Under the name Nguyen Ai Quoc, during 1925-1926 he was supervising a contingent of Vietnamese trainees at Chiang Kai-Shek's Whampoa Military Academy. There in October 1926 he married Zeng Xueming (1905-1991). This marriage has never been recognised by the Vietnamese Government but one of the legal witnesses was Deng Yingchao, wife of future Chinese Premier Chao Enlai. Following a purge by Chiang against the Communists in April 1827, Nguyen had to flee and the couple were separated for ever.

No brutal murder then. Might Thu Huong's Zenith be an allegorical tale with the brutally murdered wife symbolizing Vietnam?

The country's home-grown banking crisis rumbles on with a report by Neil Gough in the New York Times on 25 August, telling of the arrest of two top executives of the Asia Commercial Bank, one of Vietnam's biggest and in which Britain's Standard Chartered has a 15 per cent stake. This caused a run on the bank shortly after the news broke as depositors withdrew US$240 million equivalent - an awful lot of money in Vietnam - and was at least partly to blame for the near eight per cent fall in the Ho Chi Minh Stock Index by 25 August.

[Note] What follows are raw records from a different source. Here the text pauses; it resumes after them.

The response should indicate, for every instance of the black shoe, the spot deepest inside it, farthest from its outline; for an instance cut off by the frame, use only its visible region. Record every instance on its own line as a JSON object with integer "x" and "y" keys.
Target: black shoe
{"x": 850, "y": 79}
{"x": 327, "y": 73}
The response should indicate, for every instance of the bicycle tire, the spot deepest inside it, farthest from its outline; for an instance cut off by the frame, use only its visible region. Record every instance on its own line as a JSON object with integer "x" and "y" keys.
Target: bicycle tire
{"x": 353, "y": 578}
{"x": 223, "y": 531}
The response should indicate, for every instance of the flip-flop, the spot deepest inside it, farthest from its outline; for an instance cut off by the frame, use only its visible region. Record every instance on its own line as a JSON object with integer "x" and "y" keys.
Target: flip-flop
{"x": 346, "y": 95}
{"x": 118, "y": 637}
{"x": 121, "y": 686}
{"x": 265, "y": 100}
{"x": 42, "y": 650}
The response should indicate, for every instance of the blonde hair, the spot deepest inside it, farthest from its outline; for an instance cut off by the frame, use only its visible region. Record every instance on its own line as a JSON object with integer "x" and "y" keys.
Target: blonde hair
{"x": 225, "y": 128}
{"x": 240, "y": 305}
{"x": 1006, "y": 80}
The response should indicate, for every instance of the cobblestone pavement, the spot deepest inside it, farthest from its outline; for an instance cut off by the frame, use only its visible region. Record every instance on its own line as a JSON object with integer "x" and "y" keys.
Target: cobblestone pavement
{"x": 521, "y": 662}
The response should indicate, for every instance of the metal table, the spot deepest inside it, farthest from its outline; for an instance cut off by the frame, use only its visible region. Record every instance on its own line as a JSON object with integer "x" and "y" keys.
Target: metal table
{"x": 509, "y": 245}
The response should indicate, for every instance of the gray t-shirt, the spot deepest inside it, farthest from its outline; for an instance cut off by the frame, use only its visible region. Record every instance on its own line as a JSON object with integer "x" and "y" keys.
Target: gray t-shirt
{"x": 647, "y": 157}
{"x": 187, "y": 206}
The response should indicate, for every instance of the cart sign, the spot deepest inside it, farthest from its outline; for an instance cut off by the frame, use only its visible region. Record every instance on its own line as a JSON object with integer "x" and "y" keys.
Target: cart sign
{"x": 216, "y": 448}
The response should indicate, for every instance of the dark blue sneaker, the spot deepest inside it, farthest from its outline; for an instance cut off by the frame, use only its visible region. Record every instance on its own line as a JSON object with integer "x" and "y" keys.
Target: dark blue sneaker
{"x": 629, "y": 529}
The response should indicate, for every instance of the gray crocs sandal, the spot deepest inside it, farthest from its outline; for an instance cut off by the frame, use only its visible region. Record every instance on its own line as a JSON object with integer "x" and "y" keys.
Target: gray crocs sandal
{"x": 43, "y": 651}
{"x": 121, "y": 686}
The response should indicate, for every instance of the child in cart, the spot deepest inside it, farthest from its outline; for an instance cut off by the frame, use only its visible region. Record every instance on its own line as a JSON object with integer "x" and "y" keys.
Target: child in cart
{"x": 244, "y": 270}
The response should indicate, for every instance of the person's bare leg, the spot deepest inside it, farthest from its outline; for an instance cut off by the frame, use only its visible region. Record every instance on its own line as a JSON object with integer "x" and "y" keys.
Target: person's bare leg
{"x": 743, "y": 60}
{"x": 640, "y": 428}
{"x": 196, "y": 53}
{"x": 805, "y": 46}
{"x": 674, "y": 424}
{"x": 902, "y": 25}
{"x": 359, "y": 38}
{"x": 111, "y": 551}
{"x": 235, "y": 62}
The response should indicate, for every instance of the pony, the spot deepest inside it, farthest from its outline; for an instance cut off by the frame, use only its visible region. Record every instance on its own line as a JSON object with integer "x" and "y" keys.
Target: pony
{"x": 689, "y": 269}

The story which is really getting tongues wagging though, was headlined in the same New York paper on 01 September: "In Vietnam, Message of Equality Is Challenged by Widening Wealth Gap" (Thomas Fuller). The story shows a photo taken in April 2012 of an attractive young lady, To Linh Huong, touring a construction site. Twenty-four year-old Ms Huong, the daughter of a Politburo grandee had just been appointed the state-owned company's head, though she had just recently graduated in? Journalism.

Mr Fuller writes:

"...Vietnam's political mandarins are struggling to reconcile their party's message of social justice and equality with the realities of an elite awash in wealth and privilege. The yawning divide between rural poverty and urban wealth has become especially jarring, now that a decade of breakneck growth has come to an end..."

Lots of arrests as criticism went "viral" in Vietnam? Nope, I believe the young lady has resigned or taken a much less prominent role since the photo was taken.

Best though that Duong Thu Huong enjoys the City of Light that little bit longer.